Vassourinhas, em sua origem, se chamava Marcha nº 1. Com toda certeza tinha um andamento mais lento. Foi inspirada na cantiga de roda “Se essa rua fosse minha”. A letra de Joana Batista Ramos, inclusive, é uma adaptação para o espírito do clube, cujo nome se refere aos varredores de rua (hoje chamados garis, por influência carioca). Um trecho da letra é bem explícito: “ Somos nós os Vassourinhas / Todos juntos em borbotão / Vamos varrer nossa cidade / Com cuidado e precisão.” Segundo o pesquisador e professor americano Larry Crook, “a peça foi possivelmente a primeira das marchas carnavalescas cantadas a se tornar um frevo.”[2] Nesse processo, a composição origem teve suprimidas as palavras cantadas, pois o frevo de rua é estritamente instrumental.

Em 1944, a orquestra do maestro Nélson Ferreira gravou nos estúdios da Rádio Clube de Pernambuco a versão que daria a Vassourinhas sua feição atual, incorporando à segunda parte as famosas (oito) variações do saxofonista Félix Lins de Albuquerque (Felinho), maestro, professor e flautista da Orquestra Sinfônica do Recife.  Embora não tendo sido lançada comercialmente em disco (o que somente ocorreria em 1956, pelo selo Mocambo, da gravadora pernambucana Rozenblit), essa versão, difundida pela emissora, explodiu no Carnaval do Recife daquele ano e marcou definitivamente a forma de execução da música: Felinho praticamente re-compôs Vassourinhas, pois é impensável ouvir o mais célebre frevo hoje sem as variações da segunda parte, sejam um cover das fixadas por ele ou novas criadas pelos executantes em tudo quanto é instrumento.

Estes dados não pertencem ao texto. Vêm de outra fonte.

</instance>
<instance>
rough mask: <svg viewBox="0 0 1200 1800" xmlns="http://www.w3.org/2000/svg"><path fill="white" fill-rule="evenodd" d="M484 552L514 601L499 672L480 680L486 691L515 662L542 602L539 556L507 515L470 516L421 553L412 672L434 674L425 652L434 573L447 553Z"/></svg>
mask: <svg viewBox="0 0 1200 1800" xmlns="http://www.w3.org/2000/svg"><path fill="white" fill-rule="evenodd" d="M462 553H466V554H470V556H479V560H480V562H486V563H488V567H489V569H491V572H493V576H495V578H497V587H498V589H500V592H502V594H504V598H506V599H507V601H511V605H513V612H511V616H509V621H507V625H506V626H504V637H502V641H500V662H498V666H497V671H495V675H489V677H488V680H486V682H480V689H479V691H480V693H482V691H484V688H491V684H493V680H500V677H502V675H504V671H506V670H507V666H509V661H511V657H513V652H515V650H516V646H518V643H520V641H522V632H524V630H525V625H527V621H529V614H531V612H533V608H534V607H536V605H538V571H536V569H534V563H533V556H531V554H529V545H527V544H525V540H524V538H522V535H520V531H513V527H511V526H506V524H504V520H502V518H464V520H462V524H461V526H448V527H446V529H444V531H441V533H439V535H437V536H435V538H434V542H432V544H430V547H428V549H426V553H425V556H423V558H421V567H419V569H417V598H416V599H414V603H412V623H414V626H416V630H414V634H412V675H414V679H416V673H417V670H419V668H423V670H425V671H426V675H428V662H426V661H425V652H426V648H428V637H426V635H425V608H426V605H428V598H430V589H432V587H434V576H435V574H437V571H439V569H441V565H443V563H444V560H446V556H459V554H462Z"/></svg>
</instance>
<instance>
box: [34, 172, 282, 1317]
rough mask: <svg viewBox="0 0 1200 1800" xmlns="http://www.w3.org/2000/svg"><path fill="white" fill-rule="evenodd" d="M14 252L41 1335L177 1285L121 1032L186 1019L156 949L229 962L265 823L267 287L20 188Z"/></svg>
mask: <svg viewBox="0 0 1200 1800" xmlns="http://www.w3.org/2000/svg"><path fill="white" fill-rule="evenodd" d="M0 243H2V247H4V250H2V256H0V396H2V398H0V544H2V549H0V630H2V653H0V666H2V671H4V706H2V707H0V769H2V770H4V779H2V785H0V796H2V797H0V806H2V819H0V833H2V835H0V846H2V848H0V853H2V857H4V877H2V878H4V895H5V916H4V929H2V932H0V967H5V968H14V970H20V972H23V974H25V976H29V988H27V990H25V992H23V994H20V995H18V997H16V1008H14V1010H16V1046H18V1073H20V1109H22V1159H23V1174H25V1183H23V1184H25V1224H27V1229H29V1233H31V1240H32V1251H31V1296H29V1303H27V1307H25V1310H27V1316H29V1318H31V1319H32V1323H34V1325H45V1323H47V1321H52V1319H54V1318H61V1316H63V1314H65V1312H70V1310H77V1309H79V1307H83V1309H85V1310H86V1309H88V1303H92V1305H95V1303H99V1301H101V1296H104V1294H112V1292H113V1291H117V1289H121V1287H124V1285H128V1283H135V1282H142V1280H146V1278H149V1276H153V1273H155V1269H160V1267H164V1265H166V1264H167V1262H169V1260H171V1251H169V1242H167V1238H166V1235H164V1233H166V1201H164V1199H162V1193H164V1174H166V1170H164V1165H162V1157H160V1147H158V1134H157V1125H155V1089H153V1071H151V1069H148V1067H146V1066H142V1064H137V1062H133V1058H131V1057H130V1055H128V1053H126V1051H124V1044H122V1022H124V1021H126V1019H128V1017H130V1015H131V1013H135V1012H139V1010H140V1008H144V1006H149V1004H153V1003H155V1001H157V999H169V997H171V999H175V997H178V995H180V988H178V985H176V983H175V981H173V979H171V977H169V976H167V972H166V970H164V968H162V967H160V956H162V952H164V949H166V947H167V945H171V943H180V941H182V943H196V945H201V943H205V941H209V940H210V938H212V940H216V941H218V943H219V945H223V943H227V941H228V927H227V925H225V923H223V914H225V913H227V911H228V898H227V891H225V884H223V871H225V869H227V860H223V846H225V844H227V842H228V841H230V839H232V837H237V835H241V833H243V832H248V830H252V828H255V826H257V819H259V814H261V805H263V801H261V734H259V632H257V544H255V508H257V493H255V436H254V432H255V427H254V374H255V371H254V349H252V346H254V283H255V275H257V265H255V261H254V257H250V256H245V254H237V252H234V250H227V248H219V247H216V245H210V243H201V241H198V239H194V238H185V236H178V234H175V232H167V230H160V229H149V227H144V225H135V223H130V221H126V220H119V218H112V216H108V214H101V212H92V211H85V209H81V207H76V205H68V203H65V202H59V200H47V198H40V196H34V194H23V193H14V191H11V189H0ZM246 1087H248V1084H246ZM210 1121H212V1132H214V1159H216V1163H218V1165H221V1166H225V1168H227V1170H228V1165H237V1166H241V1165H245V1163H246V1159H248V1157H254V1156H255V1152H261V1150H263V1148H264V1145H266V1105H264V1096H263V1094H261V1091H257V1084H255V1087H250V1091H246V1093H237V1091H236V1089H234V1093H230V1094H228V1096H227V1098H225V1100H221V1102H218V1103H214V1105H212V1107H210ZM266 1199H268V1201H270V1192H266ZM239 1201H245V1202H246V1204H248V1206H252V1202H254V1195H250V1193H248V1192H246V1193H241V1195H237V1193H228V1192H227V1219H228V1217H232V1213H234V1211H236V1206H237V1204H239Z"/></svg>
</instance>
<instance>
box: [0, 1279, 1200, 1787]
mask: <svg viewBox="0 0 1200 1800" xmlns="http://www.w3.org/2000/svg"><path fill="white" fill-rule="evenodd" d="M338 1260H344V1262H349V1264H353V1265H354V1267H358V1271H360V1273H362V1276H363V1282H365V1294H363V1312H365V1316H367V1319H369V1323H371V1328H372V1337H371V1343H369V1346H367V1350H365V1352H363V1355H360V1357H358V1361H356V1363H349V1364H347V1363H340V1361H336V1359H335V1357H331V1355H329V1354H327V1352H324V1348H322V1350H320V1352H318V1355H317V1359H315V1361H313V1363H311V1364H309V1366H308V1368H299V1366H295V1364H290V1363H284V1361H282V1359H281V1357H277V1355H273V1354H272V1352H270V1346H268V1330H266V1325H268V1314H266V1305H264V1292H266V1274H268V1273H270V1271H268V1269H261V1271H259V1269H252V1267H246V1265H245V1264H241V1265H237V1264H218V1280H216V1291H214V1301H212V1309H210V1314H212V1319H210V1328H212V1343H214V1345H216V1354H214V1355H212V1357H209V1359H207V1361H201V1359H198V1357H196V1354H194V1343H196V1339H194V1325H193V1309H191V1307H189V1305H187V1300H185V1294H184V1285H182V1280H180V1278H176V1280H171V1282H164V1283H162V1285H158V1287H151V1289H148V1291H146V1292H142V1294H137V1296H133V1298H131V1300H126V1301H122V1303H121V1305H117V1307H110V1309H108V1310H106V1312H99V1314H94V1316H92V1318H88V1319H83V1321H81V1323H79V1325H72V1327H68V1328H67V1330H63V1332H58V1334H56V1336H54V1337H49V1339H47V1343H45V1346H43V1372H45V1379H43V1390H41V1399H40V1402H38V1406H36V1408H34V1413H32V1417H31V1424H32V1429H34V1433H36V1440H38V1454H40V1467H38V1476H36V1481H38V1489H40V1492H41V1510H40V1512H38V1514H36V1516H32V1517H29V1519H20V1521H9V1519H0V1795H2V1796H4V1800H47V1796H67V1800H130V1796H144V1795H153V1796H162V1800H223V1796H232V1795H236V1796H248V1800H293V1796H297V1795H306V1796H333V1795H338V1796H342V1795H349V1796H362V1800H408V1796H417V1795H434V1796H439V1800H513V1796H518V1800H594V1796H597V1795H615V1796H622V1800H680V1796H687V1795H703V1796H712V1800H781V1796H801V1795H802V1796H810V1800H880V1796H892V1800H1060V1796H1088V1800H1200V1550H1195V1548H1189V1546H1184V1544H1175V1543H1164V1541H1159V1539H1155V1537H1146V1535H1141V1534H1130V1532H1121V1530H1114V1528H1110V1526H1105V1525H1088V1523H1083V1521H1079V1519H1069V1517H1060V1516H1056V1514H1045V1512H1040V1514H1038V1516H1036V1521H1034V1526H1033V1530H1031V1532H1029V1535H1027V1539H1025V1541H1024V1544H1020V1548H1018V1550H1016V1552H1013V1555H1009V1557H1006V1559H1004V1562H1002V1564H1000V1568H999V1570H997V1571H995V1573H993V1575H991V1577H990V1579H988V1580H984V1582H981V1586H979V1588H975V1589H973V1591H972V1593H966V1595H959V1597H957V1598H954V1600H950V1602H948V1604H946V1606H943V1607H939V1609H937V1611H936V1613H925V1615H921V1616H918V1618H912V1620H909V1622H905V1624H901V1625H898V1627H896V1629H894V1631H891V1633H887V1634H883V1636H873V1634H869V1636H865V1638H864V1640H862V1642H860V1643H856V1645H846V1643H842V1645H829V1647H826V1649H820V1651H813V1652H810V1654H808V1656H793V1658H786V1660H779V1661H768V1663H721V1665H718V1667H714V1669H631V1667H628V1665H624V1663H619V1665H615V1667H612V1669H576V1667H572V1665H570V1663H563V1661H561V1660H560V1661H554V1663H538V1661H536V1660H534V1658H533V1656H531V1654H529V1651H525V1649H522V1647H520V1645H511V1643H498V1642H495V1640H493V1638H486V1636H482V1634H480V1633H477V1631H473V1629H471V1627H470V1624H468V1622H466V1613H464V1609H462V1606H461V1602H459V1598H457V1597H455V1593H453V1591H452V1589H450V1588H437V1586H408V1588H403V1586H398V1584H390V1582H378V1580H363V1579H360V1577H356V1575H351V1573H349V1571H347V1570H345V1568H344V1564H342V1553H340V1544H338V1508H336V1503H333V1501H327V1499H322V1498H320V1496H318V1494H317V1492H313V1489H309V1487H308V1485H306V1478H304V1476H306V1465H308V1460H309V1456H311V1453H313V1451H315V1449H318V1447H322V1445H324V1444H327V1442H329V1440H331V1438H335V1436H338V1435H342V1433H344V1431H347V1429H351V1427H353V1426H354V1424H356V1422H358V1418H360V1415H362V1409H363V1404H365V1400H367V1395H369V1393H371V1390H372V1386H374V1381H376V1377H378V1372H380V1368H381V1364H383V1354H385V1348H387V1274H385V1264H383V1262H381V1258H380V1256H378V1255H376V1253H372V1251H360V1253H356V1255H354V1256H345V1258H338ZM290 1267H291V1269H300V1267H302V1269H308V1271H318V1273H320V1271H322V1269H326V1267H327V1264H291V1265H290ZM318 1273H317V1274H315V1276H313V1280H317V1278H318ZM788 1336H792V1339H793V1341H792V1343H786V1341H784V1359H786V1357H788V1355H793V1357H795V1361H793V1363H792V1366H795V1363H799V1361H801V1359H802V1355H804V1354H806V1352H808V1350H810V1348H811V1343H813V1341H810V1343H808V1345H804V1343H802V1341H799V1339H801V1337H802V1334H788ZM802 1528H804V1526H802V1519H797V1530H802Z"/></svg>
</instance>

Ver, ouvir e balançar (impossível ficar parado) Vassourinhas a céu aberto, no Recife ou Olinda é um espetáculo ímpar, imperdível (depois da pandemia). Por enquanto, ouçam a gravação fundadora de Felinho e a mais elaborada das versões modernas pela Spok Frevo Orquestra:

     Orquestra Nelson Ferreira (1956):

     Spok Frevo Orquestra e convidados (2008):

REFERÊNCIAS:


[1] Apud Valdemar de Oliveira, citado porLeonardo Dantas no artigo “Da existência do Frevo e do Passo”. Site Guerreiros do Passo, junho de 2012: www.guerreirosdopasso.com.br/2012/06/da-existencia-do-frevo-e-do-passo.html

[2] Larry Crook, Music of Northeast Brazil. New York: Routledge, 2009.